Blakemore SJ, Oakley DA, Frith CD. Neuropsychologia 2003; 41(8): 1058-1067.

Affiliation

Wellcome Department of Imaging Neuroscience, Institute of Neurology, University College London, 12 Queen Square, London WC1N 3BG, UK. s.blakemore@ucl.ac.uk

Copyright

(Copyright © 2003, Elsevier Publishing)

DOI

unavailable

PMID

12667541

Abstract

Delusions of alien control, or passivity experiences, are symptoms associated with schizophrenia in which patients misattribute self-generated actions to an external source. In this study hypnosis was used to induce a similar misattribution of self-generated movement in normal, healthy individuals. Positron Emission Tomography (PET) was employed to investigate the neural correlates of active movements correctly attributed to the self, compared with identical active movements misattributed to an external source.

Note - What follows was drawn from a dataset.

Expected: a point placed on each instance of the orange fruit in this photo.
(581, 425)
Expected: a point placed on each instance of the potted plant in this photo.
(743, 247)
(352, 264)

Active movements attributed to an external source resulted in significantly higher activations in the parietal cortex and cerebellum than identical active movements correctly attributed to the self. We suggest that, as a result of hypnotic suggestion, the functioning of this cerebellar-parietal network is altered so that self-produced actions are experienced as being external. These results have implications for the brain mechanisms underlying delusions of control, which may be associated with overactivation of the cerebellar-parietal network.